Dans ma pratique de praticienne EFT, je vois régulièrement des personnes qui ont « tout compris » de leur histoire traumatique — parfois après des années de thérapie verbale — mais qui continuent à sursauter au moindre bruit, à somatiser, à revivre des flashbacks. Cette dissociation entre compréhension mentale et réponse corporelle m’a conduite à intégrer les approches somatiques du trauma dans un cadre certifiant. Deux méthodes en particulier disposent aujourd’hui d’un socle scientifique robuste : l’EFT et les thérapies par mouvements alternatifs bilatéraux. Cet article détaille leurs bénéfices cliniques mesurés, leurs indications précises et leurs limites documentées.
Pourquoi le trauma ne se guérit pas uniquement par la pensée ?
Le trauma encode des réponses de survie dans le système nerveux autonome, inaccessibles au seul travail cognitif.
Lorsqu’un événement dépasse les capacités d’intégration psychique, l’amygdale déclenche une réponse de survie (fuite, lutte, sidération) pilotée par le tronc cérébral et le système nerveux autonome. Cette activation contourne le cortex préfrontal, siège de la pensée réflexive. Résultat : la trace mnésique se stocke sous forme implicite (sensations, images, réactions somatiques) et non sous forme explicite (récit organisé, situé dans le temps).
C’est ce que Bessel van der Kolk résume dans son ouvrage The Body Keeps the Score (2014) : le corps garde le score de ce que le mental ne peut pas encore digérer. Dans ma pratique, j’observe régulièrement des personnes capables d’expliquer avec finesse l’origine de leurs symptômes, tout en restant physiologiquement en hyperactivation — cœur qui s’emballe, respiration bloquée, tensions cervicales chroniques.
Peter Levine a nommé cette mémoire non résolue « charge somatique » : une énergie de survie figée dans les tissus, qui alimente les symptômes post-traumatiques. Les approches somatiques trauma agissent précisément à ce niveau, en travaillant sur les circuits sous-corticaux.
La distinction clinique est utile : le trauma aigu (choc unique) répond souvent bien à un protocole court, le trauma complexe (répétition durant l’enfance) exige un cadre plus long et une phase de stabilisation préalable, et le stress chronique demande un travail parallèle sur l’hygiène de vie.

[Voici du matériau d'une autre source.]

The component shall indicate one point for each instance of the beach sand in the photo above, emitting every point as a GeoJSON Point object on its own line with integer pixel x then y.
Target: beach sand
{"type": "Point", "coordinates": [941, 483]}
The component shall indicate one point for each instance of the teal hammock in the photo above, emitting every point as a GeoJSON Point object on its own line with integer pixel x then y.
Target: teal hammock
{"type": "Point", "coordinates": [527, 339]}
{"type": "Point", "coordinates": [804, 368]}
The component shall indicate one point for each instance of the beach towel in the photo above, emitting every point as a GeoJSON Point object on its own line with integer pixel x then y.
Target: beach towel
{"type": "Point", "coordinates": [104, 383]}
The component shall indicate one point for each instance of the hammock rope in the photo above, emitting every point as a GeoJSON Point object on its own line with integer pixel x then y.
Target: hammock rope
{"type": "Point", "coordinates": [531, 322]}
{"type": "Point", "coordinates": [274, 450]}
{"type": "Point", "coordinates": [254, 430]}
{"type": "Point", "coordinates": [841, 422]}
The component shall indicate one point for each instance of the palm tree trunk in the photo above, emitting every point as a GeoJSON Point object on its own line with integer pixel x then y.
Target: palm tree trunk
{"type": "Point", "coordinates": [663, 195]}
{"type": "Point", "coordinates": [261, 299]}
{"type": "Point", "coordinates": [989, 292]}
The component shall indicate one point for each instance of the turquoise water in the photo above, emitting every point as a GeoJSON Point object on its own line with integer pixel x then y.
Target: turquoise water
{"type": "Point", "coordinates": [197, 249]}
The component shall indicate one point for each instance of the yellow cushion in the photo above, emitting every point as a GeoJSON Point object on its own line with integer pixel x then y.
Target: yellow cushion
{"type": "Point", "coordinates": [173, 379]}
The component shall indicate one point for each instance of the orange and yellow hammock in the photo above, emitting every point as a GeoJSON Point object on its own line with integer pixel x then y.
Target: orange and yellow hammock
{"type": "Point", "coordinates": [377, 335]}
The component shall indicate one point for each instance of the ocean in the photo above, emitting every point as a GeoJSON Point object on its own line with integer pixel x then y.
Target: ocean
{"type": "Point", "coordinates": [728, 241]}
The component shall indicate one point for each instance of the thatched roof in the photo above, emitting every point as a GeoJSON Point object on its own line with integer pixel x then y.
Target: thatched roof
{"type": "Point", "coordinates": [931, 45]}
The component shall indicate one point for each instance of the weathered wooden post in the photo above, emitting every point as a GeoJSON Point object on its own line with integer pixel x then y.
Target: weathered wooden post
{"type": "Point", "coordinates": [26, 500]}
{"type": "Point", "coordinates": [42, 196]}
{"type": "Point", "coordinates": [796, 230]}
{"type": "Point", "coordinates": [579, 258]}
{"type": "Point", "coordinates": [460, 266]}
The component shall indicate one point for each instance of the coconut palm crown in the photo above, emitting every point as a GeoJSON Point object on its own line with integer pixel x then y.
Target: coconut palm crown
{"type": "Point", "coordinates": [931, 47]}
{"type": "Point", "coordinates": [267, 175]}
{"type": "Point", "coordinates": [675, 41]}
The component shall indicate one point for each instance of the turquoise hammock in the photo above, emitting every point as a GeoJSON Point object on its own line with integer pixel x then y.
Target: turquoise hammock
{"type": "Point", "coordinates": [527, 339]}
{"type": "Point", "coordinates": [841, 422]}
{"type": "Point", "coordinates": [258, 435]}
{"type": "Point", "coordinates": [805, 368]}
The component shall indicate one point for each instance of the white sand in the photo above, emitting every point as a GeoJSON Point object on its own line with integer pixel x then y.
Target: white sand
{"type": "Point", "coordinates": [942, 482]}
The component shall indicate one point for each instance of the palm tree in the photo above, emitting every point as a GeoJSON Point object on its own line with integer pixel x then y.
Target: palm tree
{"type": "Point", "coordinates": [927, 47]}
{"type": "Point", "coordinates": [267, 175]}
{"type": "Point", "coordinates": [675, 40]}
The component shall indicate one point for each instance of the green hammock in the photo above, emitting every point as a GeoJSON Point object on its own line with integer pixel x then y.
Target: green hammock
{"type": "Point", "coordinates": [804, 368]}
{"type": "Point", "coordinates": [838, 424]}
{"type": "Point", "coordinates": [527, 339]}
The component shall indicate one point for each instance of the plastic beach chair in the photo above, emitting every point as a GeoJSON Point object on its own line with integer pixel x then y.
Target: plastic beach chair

Quels sont les bénéfices cliniques documentés de l’EFT pour le trauma ?
L’EFT réduit significativement les symptômes du SSPT, de l’anxiété et des phobies, avec des effets mesurables dès 4 à 6 séances.
L’EFT (Emotional Freedom Techniques) associe une exposition cognitive courte au souvenir traumatique à un tapotement rythmique sur des points d’acupuncture du visage et du buste. Ce double canal — cognitif et somatique — semble expliquer sa vitesse d’action.
La méta-analyse de Clond (2016), publiée dans The Journal of Nervous and Mental Disease, a synthétisé 14 essais contrôlés randomisés sur le SSPT et rapporte une taille d’effet importante (d de Cohen ≈ 2,96) avec une amélioration cliniquement significative en 4 à 10 séances. Les travaux de Church et al. (2018) confirment ces résultats sur des populations de vétérans, avec un maintien des effets à 6 mois post-traitement.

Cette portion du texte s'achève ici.